To fully tap into the potential of EVs as dynamic loads and distributed power sources, this study proposes a user-side vehicle pile resource interaction strategy based on source load clustering, which achieves the multi-objective balance of charging station revenue, user economy, and grid power quality through collaborative optimization of EV charging and discharging behavior. Based on the dynamic transportation distribution network coupling architecture, a bidirectional interaction model is constructed, combined with urban commuting feature big data and deep spatiotemporal prediction network to generate high-precision charging load distribution data, and a V2G technology-based electricity price response model is established to quantify the potential for load regulation. The simulation of coupling between the IEEE69 node system and the actual urban road network and power grid shows the following:

(1) The NSGA-II algorithm achieved a 33.43% increase in revenue for charging stations, significantly better than MOPSO (−17.06%) and MOSPO (14.62%);

(2) The energy consumption cost of users decreased by 18.86% and 21.51% under NSGA-II and MOPSO, respectively, while MOSPO increased its cost by 54.14% due to excessive pursuit of grid optimization;

(3) The integration of V2G technology reduces the voltage deviation of various schemes by 44.44–68.89%, with NSGA-II reducing it by 68.89%.

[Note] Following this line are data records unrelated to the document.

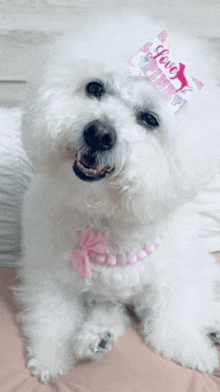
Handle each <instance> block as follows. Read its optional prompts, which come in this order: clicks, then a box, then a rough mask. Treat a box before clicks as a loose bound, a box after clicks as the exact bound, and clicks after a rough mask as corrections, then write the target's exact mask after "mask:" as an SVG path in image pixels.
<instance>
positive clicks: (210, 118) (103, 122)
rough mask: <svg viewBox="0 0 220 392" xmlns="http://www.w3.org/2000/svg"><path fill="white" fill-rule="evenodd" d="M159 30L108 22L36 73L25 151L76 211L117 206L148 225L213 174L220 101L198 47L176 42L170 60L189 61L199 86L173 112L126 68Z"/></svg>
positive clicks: (192, 45)
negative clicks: (189, 95)
mask: <svg viewBox="0 0 220 392" xmlns="http://www.w3.org/2000/svg"><path fill="white" fill-rule="evenodd" d="M155 30H156V31H155ZM156 32H158V28H157V27H155V26H152V25H150V24H149V22H146V21H143V18H137V17H135V18H131V19H129V20H128V19H126V18H125V21H124V22H122V21H121V20H117V18H116V20H114V21H112V20H111V22H110V21H109V20H107V22H106V24H105V25H102V26H101V27H100V26H98V28H97V27H96V28H95V29H94V31H92V32H91V31H90V30H89V28H88V29H86V30H85V31H84V33H82V32H81V33H80V34H75V35H74V36H71V35H68V37H67V36H65V37H64V38H61V39H59V40H58V41H57V43H56V44H55V45H54V46H53V47H52V50H51V53H52V54H51V60H50V61H49V62H48V64H47V65H46V67H45V69H44V71H42V69H40V71H39V73H38V75H37V74H35V75H34V78H35V82H34V83H33V85H32V87H31V92H30V94H29V97H28V106H27V113H26V115H25V119H24V122H25V127H24V132H23V133H24V143H25V146H26V149H27V151H28V152H29V156H30V157H31V159H32V161H33V163H34V165H35V167H36V170H38V171H41V172H43V173H45V174H46V175H48V176H50V178H52V179H53V180H54V181H56V182H57V183H58V184H59V187H61V188H63V189H65V194H66V199H68V200H69V202H70V201H71V199H77V200H78V206H80V207H81V208H85V205H86V208H88V206H89V204H90V206H91V204H92V200H94V201H95V202H96V208H97V205H100V206H102V208H101V207H100V209H102V212H103V213H105V214H108V213H110V211H112V208H113V209H114V207H112V205H114V206H115V205H117V206H120V207H122V206H123V208H128V209H129V210H130V211H133V213H134V214H135V215H138V216H139V218H141V217H143V218H144V219H150V220H154V219H155V218H158V217H161V216H162V215H163V214H164V213H166V212H169V211H171V210H172V209H173V208H174V207H176V206H177V205H178V204H179V203H181V202H183V201H184V200H186V199H188V198H190V197H192V196H194V195H195V194H196V193H197V192H198V191H199V190H200V189H201V187H202V186H203V185H204V184H205V183H206V182H207V181H209V180H210V179H211V178H212V176H213V175H214V173H215V170H216V168H217V160H218V156H217V148H216V147H217V146H218V145H219V143H220V131H219V129H220V128H219V126H220V121H219V119H218V117H219V116H218V111H219V107H220V102H219V101H220V100H219V97H218V90H217V87H216V85H215V84H216V83H215V80H212V77H210V75H211V76H212V71H211V69H209V68H208V67H209V66H210V65H206V64H204V61H206V60H207V59H206V58H205V57H204V58H203V56H202V54H201V50H198V46H197V44H196V45H195V44H193V43H192V42H190V41H187V40H186V41H184V42H182V39H180V38H178V42H177V41H176V38H175V39H174V43H175V44H174V57H175V56H179V57H180V56H181V57H180V59H181V60H182V61H184V59H185V63H187V64H188V67H189V72H191V73H192V74H194V75H195V76H197V77H198V78H200V79H201V80H202V81H203V82H204V84H205V89H204V91H202V92H200V93H198V94H196V96H195V97H193V98H192V100H191V101H190V102H189V103H188V104H187V105H186V106H185V107H184V108H181V109H180V110H179V111H178V112H177V113H175V114H172V113H171V112H170V111H169V109H168V107H167V104H166V103H165V102H164V100H163V99H162V96H161V93H160V92H159V91H158V90H157V89H156V88H155V87H154V85H153V83H152V81H151V80H150V79H149V78H148V77H139V76H134V75H132V73H131V71H130V69H129V61H130V60H131V58H132V57H133V56H134V55H135V53H136V52H137V51H138V50H139V49H140V48H141V47H142V46H143V45H144V44H145V43H146V41H147V40H149V39H151V38H152V35H155V34H156ZM196 46H197V47H196ZM204 59H205V60H204ZM30 102H31V105H30ZM74 195H76V197H75V196H74ZM89 199H90V200H91V202H90V203H89V201H88V200H89ZM91 208H92V207H91Z"/></svg>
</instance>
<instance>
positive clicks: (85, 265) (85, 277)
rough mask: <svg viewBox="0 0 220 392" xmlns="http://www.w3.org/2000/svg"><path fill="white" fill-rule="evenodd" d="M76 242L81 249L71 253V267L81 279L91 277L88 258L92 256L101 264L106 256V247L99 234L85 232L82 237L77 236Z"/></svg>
mask: <svg viewBox="0 0 220 392" xmlns="http://www.w3.org/2000/svg"><path fill="white" fill-rule="evenodd" d="M77 240H78V241H79V243H80V247H81V249H77V250H73V251H72V253H71V257H72V263H73V267H74V268H75V269H76V270H77V271H78V273H79V274H80V275H81V276H82V277H83V278H90V277H91V275H92V269H91V261H90V258H89V256H94V257H95V259H96V262H98V263H100V262H103V261H101V260H103V259H105V258H106V256H107V255H108V246H107V244H106V242H105V240H104V238H103V236H102V234H101V233H94V232H93V231H91V230H86V231H84V232H83V233H82V235H81V236H80V235H78V234H77Z"/></svg>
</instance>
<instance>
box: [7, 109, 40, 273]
mask: <svg viewBox="0 0 220 392" xmlns="http://www.w3.org/2000/svg"><path fill="white" fill-rule="evenodd" d="M21 116H22V110H21V109H20V108H12V109H5V108H0V266H9V267H10V266H13V267H14V266H15V262H16V261H17V260H18V259H19V257H20V253H21V219H20V208H21V201H22V196H23V193H24V191H25V189H26V187H27V184H28V182H29V181H30V178H31V176H32V175H33V170H32V168H31V164H30V163H29V161H28V158H27V156H26V154H25V152H24V150H23V148H22V145H21V136H20V128H21Z"/></svg>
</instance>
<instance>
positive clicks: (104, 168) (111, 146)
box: [73, 120, 117, 182]
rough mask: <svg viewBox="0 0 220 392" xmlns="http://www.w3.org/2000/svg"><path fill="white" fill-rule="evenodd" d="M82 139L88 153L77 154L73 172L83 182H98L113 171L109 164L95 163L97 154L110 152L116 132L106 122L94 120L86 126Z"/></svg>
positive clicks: (101, 153) (114, 129)
mask: <svg viewBox="0 0 220 392" xmlns="http://www.w3.org/2000/svg"><path fill="white" fill-rule="evenodd" d="M83 139H84V142H85V145H86V147H87V150H88V152H87V153H86V154H82V153H81V152H79V151H78V152H77V154H76V160H75V162H74V165H73V171H74V173H75V174H76V176H77V177H78V178H80V179H81V180H83V181H89V182H91V181H98V180H101V179H102V178H104V177H105V175H106V174H107V173H110V172H111V171H112V170H114V169H113V168H112V167H111V166H110V165H109V164H107V165H106V164H101V163H99V162H97V154H99V155H100V153H101V154H102V153H104V152H106V151H109V150H111V149H112V148H113V147H114V146H115V144H116V139H117V138H116V132H115V129H114V127H113V126H112V125H111V124H109V123H108V122H102V121H100V120H95V121H92V122H90V123H89V124H87V125H86V127H85V128H84V131H83Z"/></svg>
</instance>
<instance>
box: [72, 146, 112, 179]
mask: <svg viewBox="0 0 220 392" xmlns="http://www.w3.org/2000/svg"><path fill="white" fill-rule="evenodd" d="M113 170H114V168H112V167H111V166H110V165H109V164H107V165H106V164H101V163H97V162H96V158H95V157H94V156H92V155H86V154H85V155H83V154H81V153H80V152H77V154H76V160H75V162H74V164H73V171H74V173H75V174H76V176H77V177H78V178H80V180H83V181H88V182H92V181H99V180H102V179H103V178H104V177H105V176H106V174H108V173H111V172H112V171H113Z"/></svg>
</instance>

The research has verified the potential for collaborative optimization under the established layout of charging stations, which will be extended to the direction of joint optimization of charging station site selection and charging and discharging strategies in the future.

7. Discussion

The user-side vehicle stack resource interaction strategy proposed in this article shows great potential in unleashing the collaborative benefits of electric vehicle integration. NSGA-II has significant advantages in multi-objective optimization. Especially, its charging station revenue increased by 33.43% and voltage deviation decreased by 68.89%, highlighting its effectiveness in balancing competitive interests. These results demonstrate the crucial role of NSGA-II in coordinating the charging/discharging behavior of electric vehicles, particularly under dynamic grid conditions. This strategy combines V2G technology with spatiotemporal prediction networks, revealing a feasible approach to enhance the resilience of the power grid while promoting a user-centric energy ecosystem.

The adaptability of the framework proposed in this study to different urban transportation modes and renewable energy penetration rates deserves further exploration. For example, transferring the dynamic traffic allocation network coupling architecture to megacities with different adoption rates of electric vehicles may completely change urban energy management. In addition, the voltage deviation between various schemes has been reduced by 44.44–68.89%, indicating an opportunity to optimize distributed energy coordination during peak demand periods. This article does not involve any content related to battery degradation. And, this will be studied in future research.

Future research should prioritize the joint optimization of charging infrastructure site selection and operation strategies, utilizing real-world mobile datasets to improve spatiotemporal load forecasting. At the same time, more detailed consideration will be given to the classification of hardware charging for electric vehicles. In addition, research on incentive mechanisms that combine user participation with grid stability goals, such as dynamic pricing models to address local energy shortages, can unlock scalable V2G deployment.